Just a year ago, HAWE, based in this Munich suburb, had cut its workforce by a third, and the remaining 350 employees were working at most three days a week.

But against all company forecasts, orders started rolling in over the winter as world trade reignited, and managers ramped up production of high-pressure pumps and valve controls for machining tools, wind energy and solar-power plants.

The company is struggling again — now to find qualified workers to hand-inspect parts and operate machinery on the factory floor.

German companies, roaring back from the recession ahead of many of their foreign competitors, are hanging out “Help Wanted” signs.

Germany’s managers need 34,000 engineers, 28,000 cooks, 23,000 factory workers and 20,000 caregivers. Chancellor Angela Merkel even has declared full employment — the lowest level of sustainable unemployment without fueling inflation — a realistic goal.

German officials figure they will reach full employment at around 4 percent joblessness, meaning just about everyone who wants a job has one, and vacancies are mostly due to voluntary turnover.

Already, Germany’s unemployment rate for 2010 of 6.9 percent is the lowest since reunification 20 years ago. That compares with Spain, where unemployment is stuck at 20 percent and likely to drop only to 19.2 percent next year, and Ireland, facing a jobless rate of 13.6. Its residents are once again looking abroad for work.
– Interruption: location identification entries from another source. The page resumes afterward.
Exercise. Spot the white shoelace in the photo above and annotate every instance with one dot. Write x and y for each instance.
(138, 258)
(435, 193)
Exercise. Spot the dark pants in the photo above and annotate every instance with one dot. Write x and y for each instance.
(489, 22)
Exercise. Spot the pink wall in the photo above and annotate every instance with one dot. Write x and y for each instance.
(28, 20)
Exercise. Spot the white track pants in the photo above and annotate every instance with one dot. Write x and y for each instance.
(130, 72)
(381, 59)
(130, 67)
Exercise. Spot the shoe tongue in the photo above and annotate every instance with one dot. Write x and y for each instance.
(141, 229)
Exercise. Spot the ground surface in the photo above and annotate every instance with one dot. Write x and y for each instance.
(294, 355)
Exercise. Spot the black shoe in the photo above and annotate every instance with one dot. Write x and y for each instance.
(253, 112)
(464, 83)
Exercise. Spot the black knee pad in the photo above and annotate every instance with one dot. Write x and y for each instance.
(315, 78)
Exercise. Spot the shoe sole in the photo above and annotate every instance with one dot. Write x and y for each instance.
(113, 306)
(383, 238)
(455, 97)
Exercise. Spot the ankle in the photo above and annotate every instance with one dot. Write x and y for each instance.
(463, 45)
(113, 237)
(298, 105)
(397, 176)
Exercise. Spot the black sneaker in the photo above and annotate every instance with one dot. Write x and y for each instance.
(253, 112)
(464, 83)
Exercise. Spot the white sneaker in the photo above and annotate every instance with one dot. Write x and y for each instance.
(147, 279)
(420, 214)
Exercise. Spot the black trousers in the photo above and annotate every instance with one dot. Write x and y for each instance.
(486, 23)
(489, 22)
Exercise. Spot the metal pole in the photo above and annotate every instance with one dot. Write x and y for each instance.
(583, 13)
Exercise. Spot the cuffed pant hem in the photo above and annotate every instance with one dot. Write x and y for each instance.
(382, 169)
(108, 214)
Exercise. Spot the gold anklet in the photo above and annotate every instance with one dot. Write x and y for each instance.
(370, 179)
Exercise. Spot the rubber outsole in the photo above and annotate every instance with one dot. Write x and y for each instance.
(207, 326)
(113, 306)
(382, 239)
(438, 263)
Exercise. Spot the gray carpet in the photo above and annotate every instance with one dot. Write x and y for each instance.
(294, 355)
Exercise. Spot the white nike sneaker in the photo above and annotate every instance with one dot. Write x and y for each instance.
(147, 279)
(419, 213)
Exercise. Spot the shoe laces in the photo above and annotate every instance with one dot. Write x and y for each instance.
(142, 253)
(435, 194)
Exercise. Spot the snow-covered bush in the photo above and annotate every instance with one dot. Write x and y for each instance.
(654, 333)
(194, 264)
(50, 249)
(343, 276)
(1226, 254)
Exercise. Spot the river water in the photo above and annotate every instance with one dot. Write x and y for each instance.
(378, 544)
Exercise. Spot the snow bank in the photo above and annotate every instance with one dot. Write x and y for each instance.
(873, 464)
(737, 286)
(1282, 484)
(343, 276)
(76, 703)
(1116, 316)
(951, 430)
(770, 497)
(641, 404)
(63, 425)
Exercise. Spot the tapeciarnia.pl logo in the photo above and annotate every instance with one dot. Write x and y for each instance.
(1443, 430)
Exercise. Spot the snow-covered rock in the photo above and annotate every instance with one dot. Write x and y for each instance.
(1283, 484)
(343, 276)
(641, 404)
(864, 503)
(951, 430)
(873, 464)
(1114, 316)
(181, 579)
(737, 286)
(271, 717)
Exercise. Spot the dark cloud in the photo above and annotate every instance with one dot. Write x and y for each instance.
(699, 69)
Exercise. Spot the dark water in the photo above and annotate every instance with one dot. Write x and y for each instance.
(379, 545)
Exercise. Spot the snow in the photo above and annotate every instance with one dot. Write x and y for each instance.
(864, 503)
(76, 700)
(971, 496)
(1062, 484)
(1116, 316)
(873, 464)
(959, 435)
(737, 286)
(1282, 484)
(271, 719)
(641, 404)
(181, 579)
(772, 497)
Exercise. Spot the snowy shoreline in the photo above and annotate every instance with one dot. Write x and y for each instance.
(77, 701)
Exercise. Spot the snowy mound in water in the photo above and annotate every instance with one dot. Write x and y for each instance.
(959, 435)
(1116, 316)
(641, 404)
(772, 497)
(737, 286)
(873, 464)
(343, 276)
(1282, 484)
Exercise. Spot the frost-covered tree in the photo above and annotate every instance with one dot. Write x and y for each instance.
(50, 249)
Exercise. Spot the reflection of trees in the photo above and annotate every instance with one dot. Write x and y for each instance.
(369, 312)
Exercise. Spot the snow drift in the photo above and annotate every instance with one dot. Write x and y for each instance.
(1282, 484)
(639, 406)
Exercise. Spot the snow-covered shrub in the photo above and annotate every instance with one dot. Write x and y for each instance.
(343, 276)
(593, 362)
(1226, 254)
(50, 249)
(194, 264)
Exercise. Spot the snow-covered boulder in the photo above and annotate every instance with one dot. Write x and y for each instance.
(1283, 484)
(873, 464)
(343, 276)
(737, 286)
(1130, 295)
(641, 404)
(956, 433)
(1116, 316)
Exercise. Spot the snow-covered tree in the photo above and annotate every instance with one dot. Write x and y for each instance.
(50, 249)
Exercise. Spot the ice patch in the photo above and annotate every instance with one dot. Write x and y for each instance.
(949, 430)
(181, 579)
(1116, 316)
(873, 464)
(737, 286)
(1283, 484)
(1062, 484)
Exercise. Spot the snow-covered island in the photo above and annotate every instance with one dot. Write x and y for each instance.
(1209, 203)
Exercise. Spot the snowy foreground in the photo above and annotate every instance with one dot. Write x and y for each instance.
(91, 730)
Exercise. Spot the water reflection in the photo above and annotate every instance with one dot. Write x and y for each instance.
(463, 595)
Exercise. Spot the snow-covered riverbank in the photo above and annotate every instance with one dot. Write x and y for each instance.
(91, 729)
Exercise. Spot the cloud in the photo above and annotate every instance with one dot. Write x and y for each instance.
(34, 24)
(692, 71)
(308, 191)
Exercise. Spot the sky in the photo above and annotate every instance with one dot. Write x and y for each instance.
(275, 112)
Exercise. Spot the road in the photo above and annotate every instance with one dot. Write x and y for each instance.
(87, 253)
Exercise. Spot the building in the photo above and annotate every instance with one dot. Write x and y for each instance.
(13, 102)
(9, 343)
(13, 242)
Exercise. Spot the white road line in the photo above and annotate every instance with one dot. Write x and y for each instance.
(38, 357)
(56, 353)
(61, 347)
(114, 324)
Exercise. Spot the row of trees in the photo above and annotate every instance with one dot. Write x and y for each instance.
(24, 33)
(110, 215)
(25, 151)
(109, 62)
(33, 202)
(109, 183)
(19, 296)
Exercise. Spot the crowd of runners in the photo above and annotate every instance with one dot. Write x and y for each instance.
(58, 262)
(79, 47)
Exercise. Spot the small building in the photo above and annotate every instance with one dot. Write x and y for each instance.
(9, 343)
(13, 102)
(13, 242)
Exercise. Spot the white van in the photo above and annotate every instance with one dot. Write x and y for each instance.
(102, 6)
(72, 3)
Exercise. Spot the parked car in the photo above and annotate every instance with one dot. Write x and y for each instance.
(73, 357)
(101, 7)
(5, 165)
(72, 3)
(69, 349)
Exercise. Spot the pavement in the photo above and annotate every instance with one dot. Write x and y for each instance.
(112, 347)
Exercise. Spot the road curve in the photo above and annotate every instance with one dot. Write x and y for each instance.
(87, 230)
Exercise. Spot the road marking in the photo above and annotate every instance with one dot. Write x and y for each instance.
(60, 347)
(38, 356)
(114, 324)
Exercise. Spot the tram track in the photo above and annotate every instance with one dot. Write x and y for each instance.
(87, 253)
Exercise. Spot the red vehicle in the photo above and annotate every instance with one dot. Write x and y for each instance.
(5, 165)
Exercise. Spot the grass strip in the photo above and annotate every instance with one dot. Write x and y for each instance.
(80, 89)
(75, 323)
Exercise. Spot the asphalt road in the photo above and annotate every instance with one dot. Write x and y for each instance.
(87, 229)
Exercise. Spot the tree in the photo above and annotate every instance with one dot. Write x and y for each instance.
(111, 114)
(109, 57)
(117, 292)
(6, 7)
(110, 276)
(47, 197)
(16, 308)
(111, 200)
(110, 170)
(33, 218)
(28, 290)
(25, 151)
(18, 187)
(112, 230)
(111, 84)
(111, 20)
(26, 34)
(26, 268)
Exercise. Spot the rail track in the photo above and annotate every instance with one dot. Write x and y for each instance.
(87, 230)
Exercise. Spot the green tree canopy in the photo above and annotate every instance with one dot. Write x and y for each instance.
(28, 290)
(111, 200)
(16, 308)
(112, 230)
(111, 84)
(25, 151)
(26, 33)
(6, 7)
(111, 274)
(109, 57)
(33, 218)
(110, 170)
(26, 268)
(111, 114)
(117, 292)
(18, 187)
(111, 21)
Germany’s prosperous south — home to carmakers Daimler, BMW and Mercedes as well as the Siemens conglomerate and scores of smaller businesses — has achieved on a regional level something close to Merkel’s vision of full employment. Bavaria and Baden-Wuerttemberg have jobless rates of 3.8 percent and 4.4 percent.

The German labor market’s robust rebound from the world economic crisis is the result of a combination of public and private efforts, experts say. They include the underlying healthy state of German industries, the impact of painful welfare cuts made years before and measures taken by the current government to manage the crisis.

“I think the best thing they did was even before the crisis, 10 years ago or so, when they concentrated on improving production, keeping wage growth moderate and gaining competitiveness and market share,” said Marco Annunziata, the London-based chief economist for Unicredit. “That was their consistent and underlying strength.”